Dean, sclérosé, fut totalement incapable de réagir. Sam ne disait rien, se contentant de rester là devant lui, à moitié nu, et ses yeux pesant soudain une tonne, Dean ne put s'empêcher de les laisser tomber sur la peau dorée que son frère avait dévoilée. La gorge nouée comme un cordage marin, il visa malgré lui les pectoraux dessinés de Sam, les poils courts qui y poussaient comme ses tétons pointus, puis il descendit le long de son ventre, dont la ceinture nouée juste au-dessus de la ligne des hanches, à la faveur du jean taille baisse qu'il portait, laissait voir la plénitude de sa musculature abdominale. Terrifié, Dean sentit son sexe enfler entre ses jambes, mais cela ne suffit pas à le détourner des bras puissants ni des larges épaules de son frère, toujours stoïque. Avait-il eu raison de tenter ainsi le sort ? Sam en douta fortement, à voir la mine épouvantée qui figeait les traits de son aîné, mais il n'en dit pas moins, feignant une nonchalance aux antipodes du malaise féroce qu'il éprouvait à s'être ainsi mis à nu, dans tous les sens du terme :
- J'ai un peu chaud, là, pas toi ? Ça te gêne, si je reste comme ça devant toi ?
Dean eut la sensation d'avaler une noix de coco entière d'un seul bloc. Affolé par la situation qui le prenait complètement au dépourvu, il ne sut quoi dire ni comment réagir ; colère, sarcasme, indifférence... Son visage retrouva bientôt un peu de sa mobilité, tout comme son corps, et alors qu'il plongea la main dans sa poche il pivota de côté pour regarder ailleurs et lancer d'un geste désinvolte, presque dos tourné :
- Pff, qu'est-ce que tu veux que ça me fasse...

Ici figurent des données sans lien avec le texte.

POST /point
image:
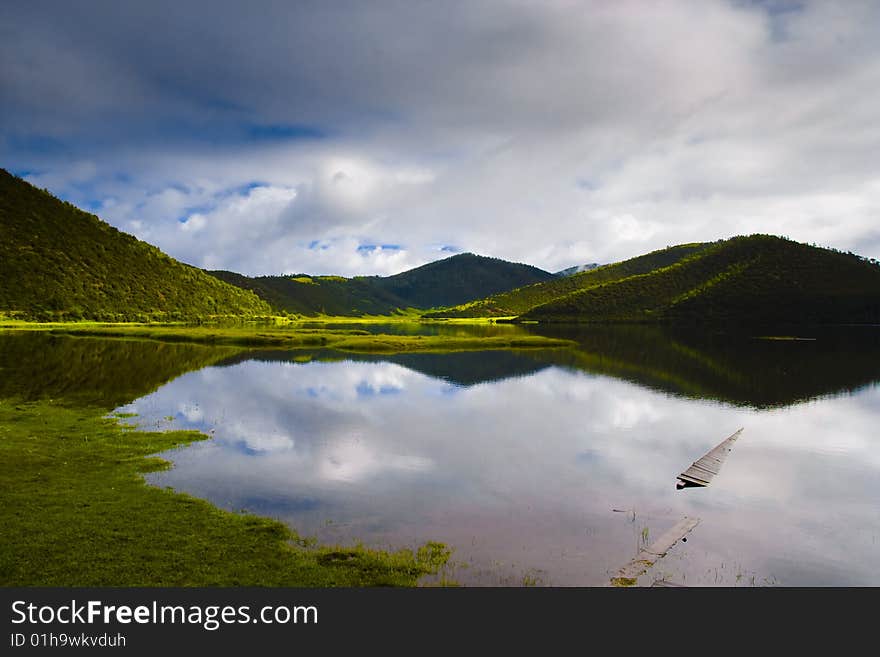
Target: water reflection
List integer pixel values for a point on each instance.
(517, 459)
(521, 475)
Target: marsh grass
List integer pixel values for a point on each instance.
(77, 512)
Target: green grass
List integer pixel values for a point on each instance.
(77, 512)
(58, 262)
(352, 340)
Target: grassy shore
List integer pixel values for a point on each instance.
(293, 337)
(77, 512)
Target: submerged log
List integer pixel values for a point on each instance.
(704, 469)
(629, 574)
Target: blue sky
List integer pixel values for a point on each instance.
(240, 135)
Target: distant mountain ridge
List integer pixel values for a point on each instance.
(521, 300)
(577, 269)
(756, 279)
(453, 280)
(58, 262)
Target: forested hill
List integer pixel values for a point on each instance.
(521, 300)
(444, 282)
(458, 279)
(58, 262)
(754, 279)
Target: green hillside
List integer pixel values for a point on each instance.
(58, 262)
(523, 299)
(313, 295)
(457, 279)
(755, 279)
(461, 278)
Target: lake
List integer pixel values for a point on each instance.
(544, 467)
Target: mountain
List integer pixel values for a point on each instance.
(577, 269)
(312, 295)
(458, 279)
(453, 280)
(521, 300)
(58, 262)
(743, 280)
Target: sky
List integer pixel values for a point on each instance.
(337, 137)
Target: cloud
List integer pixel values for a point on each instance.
(553, 133)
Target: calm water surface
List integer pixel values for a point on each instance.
(554, 467)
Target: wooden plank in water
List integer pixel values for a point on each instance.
(703, 470)
(646, 557)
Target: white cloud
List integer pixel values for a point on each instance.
(550, 133)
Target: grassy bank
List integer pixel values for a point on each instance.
(76, 511)
(293, 337)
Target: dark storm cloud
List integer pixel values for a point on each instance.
(423, 124)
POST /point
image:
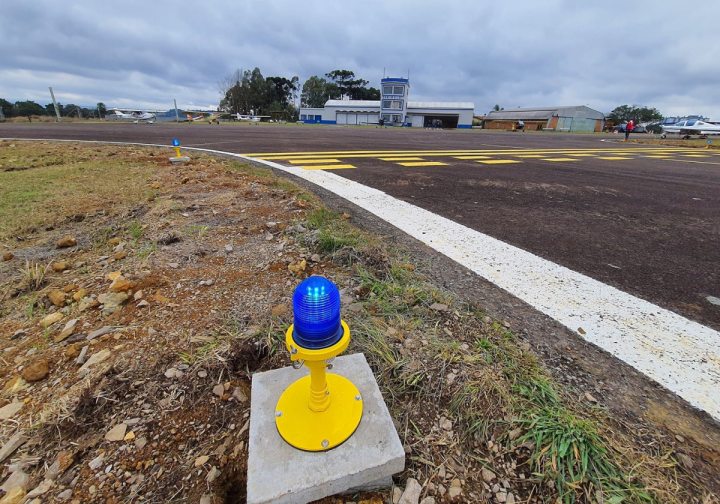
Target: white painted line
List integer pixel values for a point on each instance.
(681, 355)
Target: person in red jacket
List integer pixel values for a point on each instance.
(628, 128)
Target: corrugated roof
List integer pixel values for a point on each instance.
(353, 103)
(442, 105)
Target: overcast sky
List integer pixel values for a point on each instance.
(521, 53)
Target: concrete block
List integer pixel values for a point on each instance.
(279, 473)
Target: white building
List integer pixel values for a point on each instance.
(393, 108)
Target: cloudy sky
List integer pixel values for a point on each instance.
(521, 53)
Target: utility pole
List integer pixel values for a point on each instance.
(57, 110)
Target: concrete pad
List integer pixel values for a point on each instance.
(279, 473)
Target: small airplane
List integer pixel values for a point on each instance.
(136, 116)
(688, 127)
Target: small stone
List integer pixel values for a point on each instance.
(36, 371)
(66, 241)
(487, 474)
(67, 331)
(117, 433)
(213, 474)
(14, 496)
(60, 266)
(96, 463)
(57, 297)
(411, 495)
(10, 410)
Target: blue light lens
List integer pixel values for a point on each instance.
(316, 309)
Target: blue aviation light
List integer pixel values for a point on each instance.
(316, 309)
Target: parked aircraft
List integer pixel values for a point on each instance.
(136, 116)
(688, 127)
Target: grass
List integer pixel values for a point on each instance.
(54, 187)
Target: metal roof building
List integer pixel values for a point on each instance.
(393, 108)
(575, 118)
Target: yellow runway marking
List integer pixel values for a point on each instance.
(500, 161)
(312, 161)
(424, 163)
(327, 167)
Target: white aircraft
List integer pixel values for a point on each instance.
(688, 127)
(136, 116)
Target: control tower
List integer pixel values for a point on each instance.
(393, 100)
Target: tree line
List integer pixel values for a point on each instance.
(29, 108)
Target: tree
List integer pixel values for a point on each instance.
(6, 107)
(624, 113)
(316, 91)
(27, 108)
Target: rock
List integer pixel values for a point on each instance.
(411, 495)
(67, 331)
(83, 353)
(14, 496)
(213, 474)
(66, 241)
(41, 489)
(112, 301)
(51, 319)
(60, 266)
(57, 297)
(10, 410)
(20, 333)
(298, 267)
(455, 489)
(96, 463)
(173, 373)
(36, 371)
(96, 358)
(487, 474)
(117, 433)
(100, 332)
(121, 284)
(12, 444)
(279, 310)
(16, 479)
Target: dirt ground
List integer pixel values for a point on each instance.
(138, 298)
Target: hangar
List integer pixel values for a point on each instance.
(579, 119)
(393, 108)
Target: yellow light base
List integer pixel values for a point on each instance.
(308, 430)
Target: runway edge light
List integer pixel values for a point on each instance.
(321, 410)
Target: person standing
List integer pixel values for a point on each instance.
(628, 129)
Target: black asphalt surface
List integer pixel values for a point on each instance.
(647, 225)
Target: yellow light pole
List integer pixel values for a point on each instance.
(321, 410)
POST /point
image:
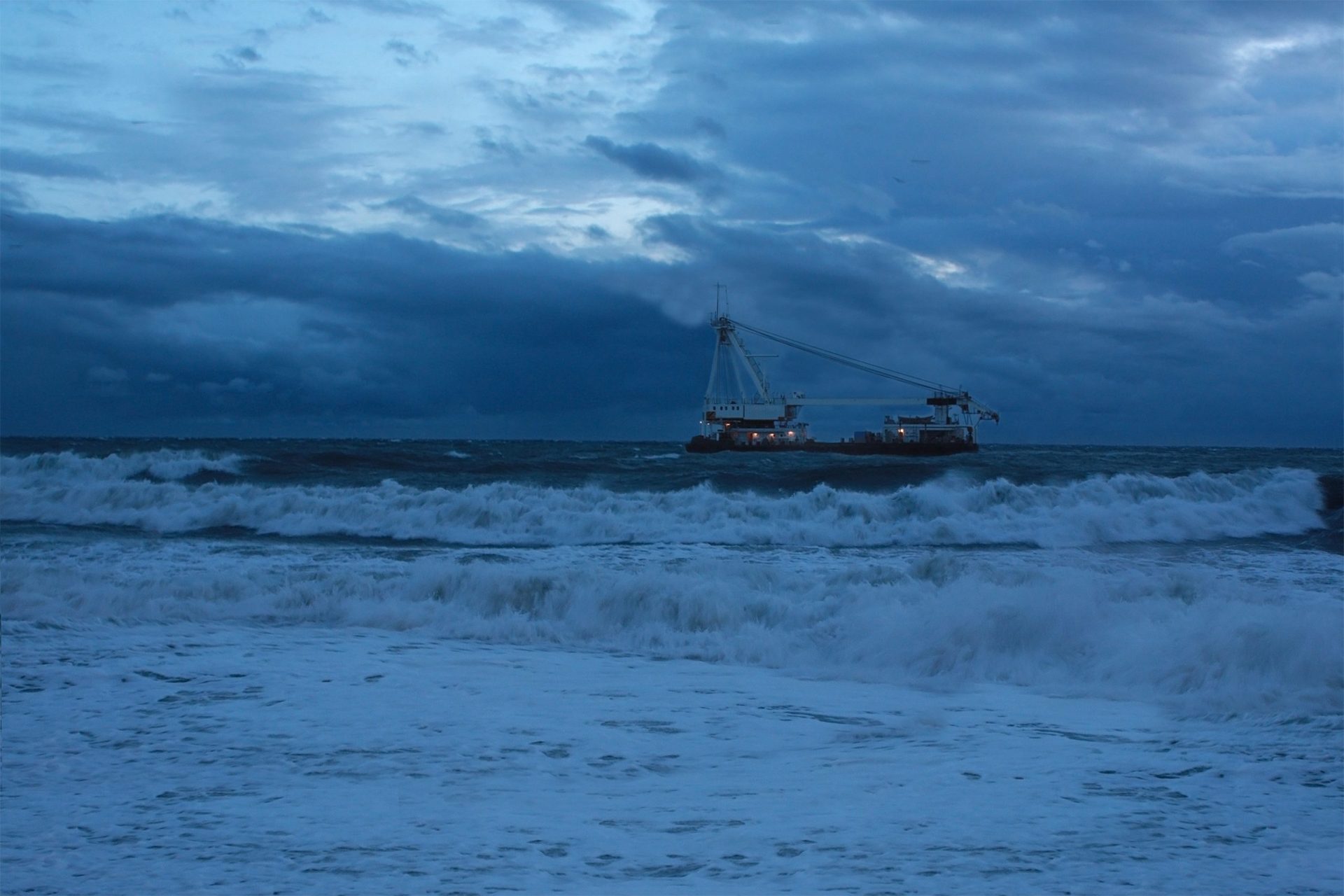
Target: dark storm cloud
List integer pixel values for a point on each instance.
(186, 324)
(654, 162)
(181, 323)
(416, 207)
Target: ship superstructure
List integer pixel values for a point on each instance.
(742, 414)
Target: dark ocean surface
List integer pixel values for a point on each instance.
(255, 665)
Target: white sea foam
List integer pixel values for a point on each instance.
(1209, 640)
(70, 489)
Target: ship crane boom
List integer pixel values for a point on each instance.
(742, 414)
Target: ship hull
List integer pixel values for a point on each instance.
(701, 445)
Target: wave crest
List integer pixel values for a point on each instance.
(1200, 638)
(155, 492)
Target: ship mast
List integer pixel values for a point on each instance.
(738, 396)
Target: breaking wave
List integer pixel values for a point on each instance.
(176, 492)
(1208, 641)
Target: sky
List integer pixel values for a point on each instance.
(1112, 223)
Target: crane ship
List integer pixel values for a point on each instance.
(742, 414)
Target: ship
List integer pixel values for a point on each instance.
(742, 414)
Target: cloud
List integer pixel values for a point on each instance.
(582, 14)
(406, 54)
(652, 162)
(27, 163)
(451, 218)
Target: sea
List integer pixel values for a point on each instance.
(413, 666)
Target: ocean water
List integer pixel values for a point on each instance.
(245, 666)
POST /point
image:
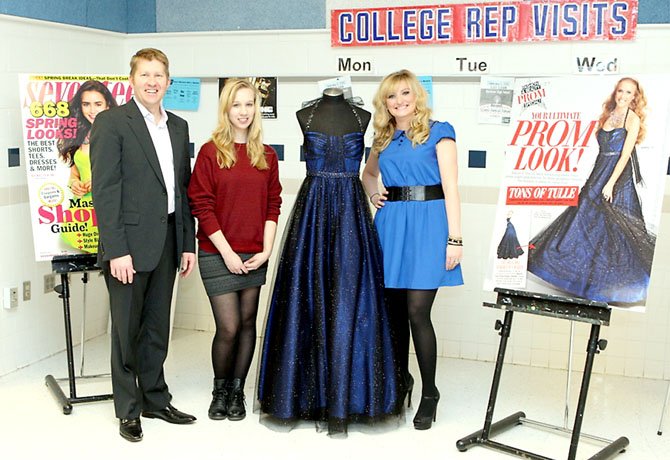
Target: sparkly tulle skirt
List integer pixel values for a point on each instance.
(598, 250)
(327, 354)
(509, 246)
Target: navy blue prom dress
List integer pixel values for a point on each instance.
(599, 250)
(509, 247)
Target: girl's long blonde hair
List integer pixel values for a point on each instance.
(385, 125)
(637, 105)
(223, 136)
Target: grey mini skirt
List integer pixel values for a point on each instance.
(218, 280)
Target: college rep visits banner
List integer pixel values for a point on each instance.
(485, 22)
(57, 113)
(584, 178)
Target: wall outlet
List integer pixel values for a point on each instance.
(26, 291)
(49, 283)
(10, 297)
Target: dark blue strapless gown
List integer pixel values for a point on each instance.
(509, 247)
(599, 250)
(327, 355)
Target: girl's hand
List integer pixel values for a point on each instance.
(257, 260)
(234, 264)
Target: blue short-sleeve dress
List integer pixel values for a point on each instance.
(413, 234)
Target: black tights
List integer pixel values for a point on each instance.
(410, 309)
(235, 338)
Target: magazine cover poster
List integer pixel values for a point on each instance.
(57, 113)
(267, 87)
(582, 188)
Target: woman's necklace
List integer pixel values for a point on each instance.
(616, 120)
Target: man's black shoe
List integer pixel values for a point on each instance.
(170, 414)
(130, 429)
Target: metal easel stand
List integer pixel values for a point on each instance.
(595, 313)
(64, 265)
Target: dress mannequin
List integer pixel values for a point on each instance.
(328, 354)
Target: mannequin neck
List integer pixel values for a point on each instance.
(332, 95)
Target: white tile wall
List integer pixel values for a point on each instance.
(638, 343)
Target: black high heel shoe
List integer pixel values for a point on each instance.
(409, 387)
(427, 412)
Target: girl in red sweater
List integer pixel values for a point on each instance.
(235, 195)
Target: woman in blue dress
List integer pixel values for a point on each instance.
(418, 219)
(601, 249)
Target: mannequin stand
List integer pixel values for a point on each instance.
(65, 265)
(594, 313)
(665, 407)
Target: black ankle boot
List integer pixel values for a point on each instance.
(236, 410)
(427, 412)
(409, 387)
(218, 409)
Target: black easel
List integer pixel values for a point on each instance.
(64, 265)
(575, 309)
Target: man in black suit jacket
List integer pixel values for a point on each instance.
(140, 171)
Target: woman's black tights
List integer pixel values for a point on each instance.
(235, 338)
(410, 309)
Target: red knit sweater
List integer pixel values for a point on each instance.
(238, 201)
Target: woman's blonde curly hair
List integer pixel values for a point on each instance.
(383, 122)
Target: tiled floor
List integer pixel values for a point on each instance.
(33, 425)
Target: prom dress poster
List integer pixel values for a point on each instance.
(582, 189)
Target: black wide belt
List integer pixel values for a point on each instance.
(415, 193)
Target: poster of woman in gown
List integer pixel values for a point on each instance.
(585, 169)
(57, 112)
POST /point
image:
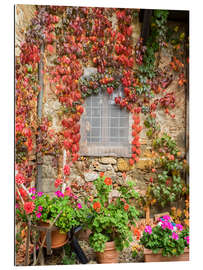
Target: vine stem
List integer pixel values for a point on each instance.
(43, 241)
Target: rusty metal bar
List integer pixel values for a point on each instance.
(39, 113)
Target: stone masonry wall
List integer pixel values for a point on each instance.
(23, 16)
(87, 169)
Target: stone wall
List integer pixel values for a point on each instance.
(88, 168)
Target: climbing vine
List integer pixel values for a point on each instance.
(74, 37)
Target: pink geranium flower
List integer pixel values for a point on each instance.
(179, 227)
(79, 205)
(187, 239)
(59, 193)
(175, 236)
(167, 218)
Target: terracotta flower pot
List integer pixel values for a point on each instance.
(83, 234)
(58, 239)
(110, 254)
(151, 257)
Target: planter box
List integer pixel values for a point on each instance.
(151, 257)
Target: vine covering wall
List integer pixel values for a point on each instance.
(69, 40)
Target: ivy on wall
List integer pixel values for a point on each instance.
(76, 37)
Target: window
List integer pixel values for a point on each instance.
(105, 128)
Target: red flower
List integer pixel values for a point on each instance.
(50, 48)
(66, 170)
(136, 233)
(29, 207)
(97, 206)
(58, 182)
(108, 181)
(151, 179)
(20, 179)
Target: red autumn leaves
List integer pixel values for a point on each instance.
(136, 129)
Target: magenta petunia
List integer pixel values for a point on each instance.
(59, 194)
(175, 236)
(79, 205)
(40, 208)
(148, 229)
(32, 190)
(179, 227)
(166, 217)
(187, 239)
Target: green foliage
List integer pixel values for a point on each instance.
(112, 221)
(168, 185)
(152, 125)
(68, 219)
(161, 240)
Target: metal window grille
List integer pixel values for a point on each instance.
(104, 127)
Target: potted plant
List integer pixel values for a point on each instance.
(166, 241)
(63, 209)
(110, 219)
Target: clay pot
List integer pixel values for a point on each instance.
(151, 257)
(110, 254)
(83, 234)
(58, 239)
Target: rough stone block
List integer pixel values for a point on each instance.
(108, 160)
(48, 185)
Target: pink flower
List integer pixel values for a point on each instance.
(20, 179)
(32, 190)
(187, 239)
(66, 170)
(169, 226)
(38, 215)
(148, 229)
(175, 236)
(166, 217)
(59, 194)
(40, 208)
(179, 227)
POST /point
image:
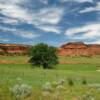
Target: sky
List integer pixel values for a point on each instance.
(50, 21)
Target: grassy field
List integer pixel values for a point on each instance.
(84, 69)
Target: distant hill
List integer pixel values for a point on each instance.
(79, 49)
(68, 49)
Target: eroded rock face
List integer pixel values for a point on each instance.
(79, 49)
(14, 49)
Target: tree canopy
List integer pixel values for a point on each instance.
(43, 55)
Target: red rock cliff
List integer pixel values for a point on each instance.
(79, 49)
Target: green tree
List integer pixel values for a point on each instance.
(43, 55)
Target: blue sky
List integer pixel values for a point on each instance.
(50, 21)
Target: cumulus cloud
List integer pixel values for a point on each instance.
(20, 33)
(79, 1)
(4, 39)
(48, 28)
(17, 14)
(91, 9)
(90, 31)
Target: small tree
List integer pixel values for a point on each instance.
(43, 55)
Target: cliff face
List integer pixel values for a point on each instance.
(14, 49)
(69, 49)
(79, 49)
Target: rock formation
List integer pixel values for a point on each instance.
(79, 49)
(69, 49)
(14, 49)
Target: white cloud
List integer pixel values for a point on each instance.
(89, 31)
(51, 15)
(4, 39)
(79, 1)
(47, 28)
(44, 1)
(16, 14)
(91, 9)
(20, 33)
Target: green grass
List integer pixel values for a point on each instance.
(37, 77)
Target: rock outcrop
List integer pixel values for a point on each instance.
(79, 49)
(69, 49)
(14, 49)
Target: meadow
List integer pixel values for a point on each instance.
(81, 77)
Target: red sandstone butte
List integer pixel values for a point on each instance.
(79, 49)
(69, 49)
(14, 49)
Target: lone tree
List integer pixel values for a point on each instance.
(43, 55)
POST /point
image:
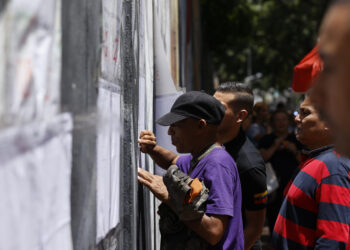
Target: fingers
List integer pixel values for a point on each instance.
(145, 174)
(146, 133)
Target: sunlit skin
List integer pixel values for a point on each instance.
(192, 135)
(331, 93)
(311, 130)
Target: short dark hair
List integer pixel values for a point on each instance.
(244, 98)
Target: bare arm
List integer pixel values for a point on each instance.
(162, 156)
(210, 227)
(253, 228)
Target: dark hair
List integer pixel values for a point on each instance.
(244, 98)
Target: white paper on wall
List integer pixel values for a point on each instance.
(164, 82)
(108, 158)
(35, 174)
(30, 46)
(111, 26)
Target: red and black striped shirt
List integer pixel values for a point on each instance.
(316, 211)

Son cœur cognait si fort dans sa poitrine qu'il en avait mal. Dean se sentait plus en danger qu'en face d'un loup-garou, moins maître de la situation que s'il avait été enchaîné aux quatre membres, et la peur, immense, de voir Sam assumer la folie insensée qu'il lui avait sèchement prêtée, le prit aux tripes comme jamais. Le cerveau totalement inondé de signaux d'alarme assourdissants, il chercha à déterminer ce qu'il ferait s'il s'avérait que son frère ressentait la même chose que lui, hypothèse invraisemblable qu'il n'avait jamais sérieusement envisagée et qui le fit trembler de peur. A moins qu'en se déshabillant, Sam ait simplement eu l'intention de lui faire payer sa rebuffade ? Ou qu'il s'agisse de tout autre chose, d'une confondante futilité, que son esprit paralysé ne pouvait pas voir ?
Le cadet des Winchester laissa son frère à son désarroi, prenant acte de ses réactions qui l'amenèrent à certaines conclusions, pas nécessairement les plus aisées à appréhender. Il considéra qu'il avait suffisamment plombé l'ambiance, dans un contexte déjà difficile en raison des états d'âme très particuliers qu'ils semblaient donc bien subir tous deux, et choisit de ne pas insister davantage dans sa quête d'une réponse définitive, tant pas manque d'un certain courage que pour éviter de créer une cassure trop nette entre eux. Sam, sans bruit, ramassa sa chemise, et prévint doucement :
- Écoute, je suis vanné. Je vais aller prendre une douche pour me rafraîchir un peu et... je crois que je vais dormir un moment.
Il attendit deux secondes que Dean lui réponde, mais n'obtient de lui qu'un vague signe de tête quand il quitta la salle d'études.
Alors Dean, une fois seul, prit une profonde inspiration et, les jambes flageolantes, s'appuya de tout son poids sur la table, bras tendus et mains à plat.